Swimmer’s Ear

What is swimmer’s ear?

Swimmer’s ear is an infection of the ear canal. It is also called otitis externa.

How does it occur?

Bacteria and sometimes fungi may cause the infection. It can result from an injury, as might occur if you use a Q-tip or something sharp to clean your ear canal. It can also be caused by dirty water in your ears (for example, from a lake or ocean). Frequent showering or swimming can increase the risk of getting an infection. Outer ear infections often happen in the summer from swimming in polluted water. The chemicals in hair spray or hair dye may also irritate the ear canal and increase the risk of infection.
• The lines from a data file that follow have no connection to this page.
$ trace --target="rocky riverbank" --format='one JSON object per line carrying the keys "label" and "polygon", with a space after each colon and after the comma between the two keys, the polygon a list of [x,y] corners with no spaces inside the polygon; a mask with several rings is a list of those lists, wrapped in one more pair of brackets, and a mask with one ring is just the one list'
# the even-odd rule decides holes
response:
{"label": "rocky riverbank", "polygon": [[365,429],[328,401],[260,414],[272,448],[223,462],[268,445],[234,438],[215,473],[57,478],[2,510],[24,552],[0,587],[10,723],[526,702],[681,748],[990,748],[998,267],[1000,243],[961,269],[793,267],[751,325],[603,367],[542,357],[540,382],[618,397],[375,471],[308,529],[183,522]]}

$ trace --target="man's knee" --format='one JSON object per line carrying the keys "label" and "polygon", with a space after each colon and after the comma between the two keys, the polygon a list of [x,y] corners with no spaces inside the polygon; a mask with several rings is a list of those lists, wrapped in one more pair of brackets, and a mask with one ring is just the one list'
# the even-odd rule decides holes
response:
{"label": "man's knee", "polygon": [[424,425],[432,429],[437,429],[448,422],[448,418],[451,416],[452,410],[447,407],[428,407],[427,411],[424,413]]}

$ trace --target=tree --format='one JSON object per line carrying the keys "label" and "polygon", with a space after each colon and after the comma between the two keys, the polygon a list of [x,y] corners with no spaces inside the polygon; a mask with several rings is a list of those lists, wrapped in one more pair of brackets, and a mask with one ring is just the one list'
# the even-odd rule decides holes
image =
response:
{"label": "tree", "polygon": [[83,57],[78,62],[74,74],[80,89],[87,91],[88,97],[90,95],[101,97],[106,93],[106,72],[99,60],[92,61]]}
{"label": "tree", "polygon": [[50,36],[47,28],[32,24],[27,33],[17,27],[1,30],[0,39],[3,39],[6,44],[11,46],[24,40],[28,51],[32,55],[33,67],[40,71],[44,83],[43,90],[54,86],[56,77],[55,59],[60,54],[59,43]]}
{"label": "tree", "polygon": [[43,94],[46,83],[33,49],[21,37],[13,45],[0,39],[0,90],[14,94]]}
Some people get outer ear infections repeatedly, especially if they clean their ears too vigorously. People who have skin allergies also seem particularly prone to these ear infections.

What are the symptoms?

  • itching (often the first symptom)  

  • pain and swelling in ear canal  

  • discharge from the ear, which may smell bad  

  • crusting around the ear canal opening.  

Sometimes swelling or pus may decrease your hearing.

How is it diagnosed?

Your Reddy Urgent Care healthcare provider will examine your ears. He or she may take a sample of pus and culture it to identify the bacteria or fungus.

How is it treated?

Your provider will carefully clean and dry your ear. If your ear is very swollen, he or she may insert a wick soaked with an antibiotic into the ear to get the medicine into the infected area. You may need to put drops in your ear several times a day to keep the wick moist.

YourReddy Urgent Care  healthcare provider may prescribe an oral antibiotic if you have a severe infection.

Your provider may suggest a cream or ointment medicine for some types of infection.

How long will the effects last?

The pain and swelling will go away gradually as the antibiotics or other medications take effect. Most outer ear infections clear up completely in 5 to 7 days.

How can I take care of myself?

  • Follow the treatment plan prescribed by your Reddy Urgent Care healthcare provider. Your healthcare provider will tell you how to take care of your ear and how to remove the wick.  

  • Keep water out of your ears until the infection is completely gone.  

  • Take baths instead of showers.  

  • Ask your healthcare provider how you should protect your ears when you wash your hair.  

How can I help prevent an outer ear infection?

  • Don’t put anything into your ear canal that should not be put there. This includes Q-tips. Q-tips are for cleaning the outer ear, not the ear canal.  

  • After your ear is healed, ask your healthcare provider if it might help to wear earplugs or use something such as lamb’s wool to keep your ears dry when you swim and shower.  

  • Dry your ears carefully if you get water in them. You can use a hair dryer (on the “warm” setting) at least 6 inches from your ear to help dry the water in the ear canal.  

  • Avoid any substance that may cause an allergic reaction of the ear canal skin. Read product labels carefully and ask your healthcare provider before you use chemicals or medications in the area around your ear.